Examining in detail the famous drumlin field below Cam Fell, to the south of Ribblehead, it becomes clear that this seemingly chaotic ‘basket of eggs topography’ does in fact have some sense of order to it. Each drumlin, for example, has a blunt or steeper end pointing ‘upstream’ with regard to the ice flow, while the opposite side is a shallower, often tapered slope. This classic asymmetric pattern, and the fact that all the hills appear to point in the same direction (their long axis pointing along the route of the former ice flow) is characteristic of a typical drumlin field. Another fine example, though outside the Ingleborough area, lies around Hellifield, where ice flow along Wharfedale and Malhamdale spread out slowly into the Craven Lowlands.
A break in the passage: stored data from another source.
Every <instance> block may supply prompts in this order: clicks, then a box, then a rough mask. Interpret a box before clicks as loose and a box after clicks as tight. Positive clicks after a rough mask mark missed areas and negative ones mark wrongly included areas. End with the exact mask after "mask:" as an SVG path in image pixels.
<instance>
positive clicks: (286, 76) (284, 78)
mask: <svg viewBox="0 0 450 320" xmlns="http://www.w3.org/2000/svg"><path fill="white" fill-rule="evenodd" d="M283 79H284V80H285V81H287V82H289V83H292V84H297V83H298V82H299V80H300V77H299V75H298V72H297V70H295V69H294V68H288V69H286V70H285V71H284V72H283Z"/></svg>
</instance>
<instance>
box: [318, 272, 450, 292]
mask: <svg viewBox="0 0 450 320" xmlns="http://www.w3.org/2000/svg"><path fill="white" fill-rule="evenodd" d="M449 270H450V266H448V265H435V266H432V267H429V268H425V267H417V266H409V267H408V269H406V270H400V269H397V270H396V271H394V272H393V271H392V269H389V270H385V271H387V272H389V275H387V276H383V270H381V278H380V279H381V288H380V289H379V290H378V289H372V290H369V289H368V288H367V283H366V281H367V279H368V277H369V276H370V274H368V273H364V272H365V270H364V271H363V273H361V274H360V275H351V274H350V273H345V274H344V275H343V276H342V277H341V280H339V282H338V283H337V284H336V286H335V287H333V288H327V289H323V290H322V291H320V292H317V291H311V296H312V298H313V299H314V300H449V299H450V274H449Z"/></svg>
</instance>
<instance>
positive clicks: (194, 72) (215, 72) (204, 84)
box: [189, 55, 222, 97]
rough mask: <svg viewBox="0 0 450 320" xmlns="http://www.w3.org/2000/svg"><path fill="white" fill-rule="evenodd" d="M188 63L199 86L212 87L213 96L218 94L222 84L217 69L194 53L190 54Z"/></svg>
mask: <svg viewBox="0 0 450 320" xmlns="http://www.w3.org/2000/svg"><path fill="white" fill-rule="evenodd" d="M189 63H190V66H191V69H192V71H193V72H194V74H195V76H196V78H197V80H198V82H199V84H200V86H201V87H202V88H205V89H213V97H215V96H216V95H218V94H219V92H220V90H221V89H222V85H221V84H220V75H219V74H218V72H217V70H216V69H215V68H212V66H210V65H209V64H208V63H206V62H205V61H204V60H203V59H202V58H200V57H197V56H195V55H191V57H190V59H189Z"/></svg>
So how did these great drumlin fields come to be – and why the distinctive regimentation? The best guess is that ground moraine – debris carried by an overloaded glacier – was dumped and then ridden over and smoothed into shape by the same ice still moving behind it. Maybe the core of the drumlin was harder frozen material and the outer edges were more malleable – so the ice then dragged out the ‘downstream’ end into a long tail, as can be seen on many drumlins. Other theories have considered these little hills to have formed under cavities in very slow moving ice. Whatever their origin, drumlins are a fascinating and dramatic presence in the Dales landscape, and will no doubt continue to puzzle geologists for many years to come.